Hay otros datos que también preocupan a Gómez Dobarro. El primero es el elevado número de atropellos mortales que se registraron en los viales interurbanos, un total de 11, triplicando casi la cifra el año anterior, que fue de 4 fallecidos. En este sentido, el perfil del peatón que fallece arrollado por un coche es de una persona mayor de 62 años y que en el 90% de los casos no utilizaba chaleco reflectante pese a circular por un vial sin apenas iluminación en horas nocturnas. En este sentido, el subdelegado precisó que no sólo hay que poner el foco en el conductor sino también en el peatón, que debe concienciarse sobre el uso de estos dispositivos de seguridad. Añadió que el resto de administraciones (como la Xunta, con competencias en Sanidad o Educación) tienen mucho que aportar en esta batalla.
También preocupa el hecho de que el 34% de las víctimas mortales en accidente de tráfico en Pontevedra no llevara puesto el cinturón de seguridad ya que la media en España es de un 25%. Y eso que los expertos de Tráfico ya consideran la media estatal demasiado elevada.
Desde la Jefatura Provincial y la Guardia Civil de Tráfico incidirán a lo largo de este año en una serie de medidas para intentar mejorar las cifras tanto en el número de peatones fallecidos como en el uso del cinturón.

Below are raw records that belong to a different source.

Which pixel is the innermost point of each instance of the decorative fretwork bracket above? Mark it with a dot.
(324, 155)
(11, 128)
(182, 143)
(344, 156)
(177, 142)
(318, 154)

Por otra parte, se redujo de 10 a 7 el número de motoristas fallecidos el pasado año. En cuanto a los accidentes con turismos implicados las causas más frecuentes son las salidas de vía por velocidad inadecuada y las colisiones frontales.
Asunto de Estado
Fernández Álvarez achacó esta reducción en las cifras de mortalidad en las carreteras al hecho de que el actual Gobierno “haya asumido la problemática de la seguridad vial como un asunto de Estado” con las reformas legislativas y la entrada en vigor del carné por puntos, así como a las campañas específicas de la DGT y la Guardia Civil.